Does CNN learns modified inputs?

The portuguese version of this article is available in A CNN aprende entradas modificadas?

The CNN (Convolutional Neural Network) has appeared in order to get better accuracy on image recognition problem. Its success is due to two main features from its architecture: three dimensional inputs and convolutions.

LeNet5. The first successful CNN created by Yann LeCun in 1998 used as digit recognition.

The 3D inputs make the model more realistic, since the images have width, height and deepth (representing the color channels, like RGB), and the convolutions, make it more efficient, since the number of operations and parameters of a filter is much smaller than a fully connected layer.

We can interpret each layer as being a feature that the network could extract from the image. The first layers are the most basics features, such as edges, borders and geometric shapes.

Filter representation from the first layers of a CNN

However, are the inputs dependents on each other? That is, if we modify a channel (invert the green channel, for example) of all input images, does the network will be able to learn with the same accuracy and speed?

On the one hand, we may think that the learned filters channels will be equally modified, that is, if we mirror the channel horizontally, the learned filters will also be mirrored horizontally.

On the other hand, it is hard to imagine what features the network will extract from the image since that, when we modify a channel, we get a completely random image, with many coloured blobs along the image.

Motivation

Most likely, this problem will never occur in a image recognition network, however, there ar? some applications where this is possible. For example, imagine a network modeled to make soil mapping. On inputs, each channel would represent a specific soil property (pH, nutrients concentration, etc.), where each element (equivalent to an image pixel) represents a soil area.

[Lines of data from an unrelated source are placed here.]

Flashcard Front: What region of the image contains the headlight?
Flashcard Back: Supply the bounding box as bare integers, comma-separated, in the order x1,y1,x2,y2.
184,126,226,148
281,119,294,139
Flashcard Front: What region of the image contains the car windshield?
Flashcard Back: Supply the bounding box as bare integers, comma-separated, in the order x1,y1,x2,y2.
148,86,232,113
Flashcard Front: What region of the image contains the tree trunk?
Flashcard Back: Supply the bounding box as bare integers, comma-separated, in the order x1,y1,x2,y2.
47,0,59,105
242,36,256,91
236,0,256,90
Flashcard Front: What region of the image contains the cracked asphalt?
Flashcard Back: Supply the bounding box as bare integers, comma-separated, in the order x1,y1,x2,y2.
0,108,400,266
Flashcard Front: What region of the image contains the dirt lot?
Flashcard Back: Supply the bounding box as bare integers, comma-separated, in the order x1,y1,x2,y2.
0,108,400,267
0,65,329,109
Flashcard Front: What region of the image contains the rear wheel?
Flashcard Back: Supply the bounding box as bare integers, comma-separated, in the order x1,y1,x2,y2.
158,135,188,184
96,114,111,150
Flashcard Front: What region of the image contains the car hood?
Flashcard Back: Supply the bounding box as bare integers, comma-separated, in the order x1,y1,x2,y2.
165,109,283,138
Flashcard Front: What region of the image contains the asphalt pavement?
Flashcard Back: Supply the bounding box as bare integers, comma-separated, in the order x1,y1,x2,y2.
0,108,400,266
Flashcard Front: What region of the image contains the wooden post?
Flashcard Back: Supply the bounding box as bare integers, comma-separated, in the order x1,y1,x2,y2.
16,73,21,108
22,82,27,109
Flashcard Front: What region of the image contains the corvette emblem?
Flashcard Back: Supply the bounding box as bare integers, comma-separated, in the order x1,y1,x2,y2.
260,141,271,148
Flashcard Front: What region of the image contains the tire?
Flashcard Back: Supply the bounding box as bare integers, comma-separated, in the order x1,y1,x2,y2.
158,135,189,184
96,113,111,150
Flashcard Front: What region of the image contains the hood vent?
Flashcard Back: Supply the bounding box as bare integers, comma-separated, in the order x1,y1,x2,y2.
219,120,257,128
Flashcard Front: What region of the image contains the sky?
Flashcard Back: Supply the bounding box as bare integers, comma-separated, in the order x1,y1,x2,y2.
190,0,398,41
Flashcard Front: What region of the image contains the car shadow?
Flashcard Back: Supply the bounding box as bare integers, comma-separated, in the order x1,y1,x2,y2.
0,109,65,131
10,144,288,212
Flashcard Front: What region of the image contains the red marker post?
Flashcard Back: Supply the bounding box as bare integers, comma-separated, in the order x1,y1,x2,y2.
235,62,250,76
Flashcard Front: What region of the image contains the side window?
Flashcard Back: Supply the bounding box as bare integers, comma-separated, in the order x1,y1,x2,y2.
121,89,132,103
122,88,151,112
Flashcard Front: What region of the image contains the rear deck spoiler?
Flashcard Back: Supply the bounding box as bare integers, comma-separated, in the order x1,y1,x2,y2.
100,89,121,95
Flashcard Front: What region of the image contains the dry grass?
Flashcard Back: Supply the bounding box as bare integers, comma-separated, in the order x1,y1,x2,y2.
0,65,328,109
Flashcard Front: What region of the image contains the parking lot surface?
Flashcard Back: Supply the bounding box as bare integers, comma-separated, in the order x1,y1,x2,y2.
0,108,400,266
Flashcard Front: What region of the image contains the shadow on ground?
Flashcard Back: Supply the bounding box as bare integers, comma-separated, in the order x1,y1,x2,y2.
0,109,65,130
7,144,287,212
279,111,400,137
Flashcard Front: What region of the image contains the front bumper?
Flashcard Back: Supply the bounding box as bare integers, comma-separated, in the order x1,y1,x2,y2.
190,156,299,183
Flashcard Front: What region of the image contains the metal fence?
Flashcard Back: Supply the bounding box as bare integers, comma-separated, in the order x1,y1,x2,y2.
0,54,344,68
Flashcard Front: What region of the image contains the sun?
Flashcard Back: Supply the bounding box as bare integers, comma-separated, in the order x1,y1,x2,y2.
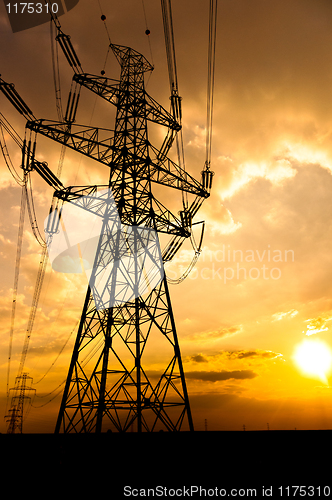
293,340,332,384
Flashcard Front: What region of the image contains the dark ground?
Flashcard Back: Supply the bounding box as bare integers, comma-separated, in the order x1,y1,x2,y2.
0,430,332,500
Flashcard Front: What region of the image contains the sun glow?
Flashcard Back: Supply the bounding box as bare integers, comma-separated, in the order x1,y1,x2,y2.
294,340,332,384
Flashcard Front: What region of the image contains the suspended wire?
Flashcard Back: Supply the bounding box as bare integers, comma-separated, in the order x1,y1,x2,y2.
25,172,46,247
142,0,154,66
18,245,48,377
0,113,24,186
50,21,63,122
205,0,218,167
161,0,188,209
6,177,27,402
97,0,112,44
166,0,218,284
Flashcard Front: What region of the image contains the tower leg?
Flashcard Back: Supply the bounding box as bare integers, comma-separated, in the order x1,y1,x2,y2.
56,277,193,433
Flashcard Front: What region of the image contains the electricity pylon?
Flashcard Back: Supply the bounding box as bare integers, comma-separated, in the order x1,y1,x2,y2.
48,45,208,432
1,23,213,433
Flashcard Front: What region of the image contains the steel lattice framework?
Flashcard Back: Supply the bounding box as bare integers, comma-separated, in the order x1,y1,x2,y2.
0,26,213,433
38,45,208,432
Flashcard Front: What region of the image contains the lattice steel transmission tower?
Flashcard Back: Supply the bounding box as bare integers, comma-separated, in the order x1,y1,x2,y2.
47,45,208,432
1,6,213,433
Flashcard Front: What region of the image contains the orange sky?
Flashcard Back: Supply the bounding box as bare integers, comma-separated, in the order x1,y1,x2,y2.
0,0,332,432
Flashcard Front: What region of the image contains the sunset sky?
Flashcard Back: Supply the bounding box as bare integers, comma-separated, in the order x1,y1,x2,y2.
0,0,332,432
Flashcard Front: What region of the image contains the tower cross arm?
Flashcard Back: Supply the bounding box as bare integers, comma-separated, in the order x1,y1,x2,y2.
73,73,181,131
26,120,209,198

However, for many reasons, one element from each channel may represent a different area, making the channels to have different sizes.

Since a CNN only accepts inputs whose channels have the same size, to train this network, should we resize each channel so the information of each location is "aligned", or it can learn the information from each channel independently?


Teste

To test, it was used a simple network to recognize dogs on the Open Images dataset.

On the left, the original image of a dog, on the right, the same image with green channel horizontally mirrored and blue channel vertically mirrored

We can observa a summary of the network used below: CONV -> RELU -> MAXPOOL ->CONV -> RELU -> MAXPOOL ->DROPOUT -> FC -> Softmax

Summary from the network

We trained the same network twice, once with the original images and the other with the modified images (the modification was horizontally mirror the green channel and vertically mirror the blue channel). We obtained the following results:

We can observe that, although both models have practically learned with the same speed and accuracy on training dataset, on validation dataset (which is where we really should analyze), the original images had a better result: 74,3% versus 69,3%.

Furthermore, it is possible to see that the accuracy on validation of the modified images is slightly going down, indicating that overfitting may be occurring. We can see it also by analyzing the losses:

We can see that the loss on training keeps decreasing, but at validation it is increasing. This effect is much more visible on training with modified images.

Justificative

In order to try to explain why this happened (the network can learn even with the modified images but with a tendency to overfit), let's recall some concepts of convolution.

The convolution filters, as well as the CNN inputs, have three dimensions, where the depth is equals to the depth of the previous layer. Therefore, the first layer filters of the CNN have the same depth of the inputs (in case of a RGB image, the depth would be three).

Example of a convolution filter

During convolution, the filter slides through the width and the height of the previous layer, making an element-wise multiplication at each step.

The fact that the filter has three dimensions and each channel of the filter multiply a same channel of the previous layer, creates a certain independence between the channels. Thus, each channel of the filters of the first layer learns according to what is seen in the respective channel of the input image.

However, by modifying the channels of the image, there was the impression that too much noise was added to the images because as the filters learn features of the inputs (such as edges and borders), with the modifications, such patterns can not be easily found . And this made the overfitting effect even greater.

Conclusion

Because it is a very simple architecture, and a data set size is not very large (27000 training and 18000 validation), we can conclude that a network can learn even with modified channels with a much lower accuracy (approximately 5% in this case). However, we should be very careful with these modified data, as they have a greater tendency to overfit.


References:

- Deep learning and Soil Science — Part 2: https://towardsdatascience.com/deep-learning-and-soil-science-part-2-129e0cb4be94
- Convolutional Neural Networks (CNNs / ConvNets): http://cs231n.github.io/convolutional-networks/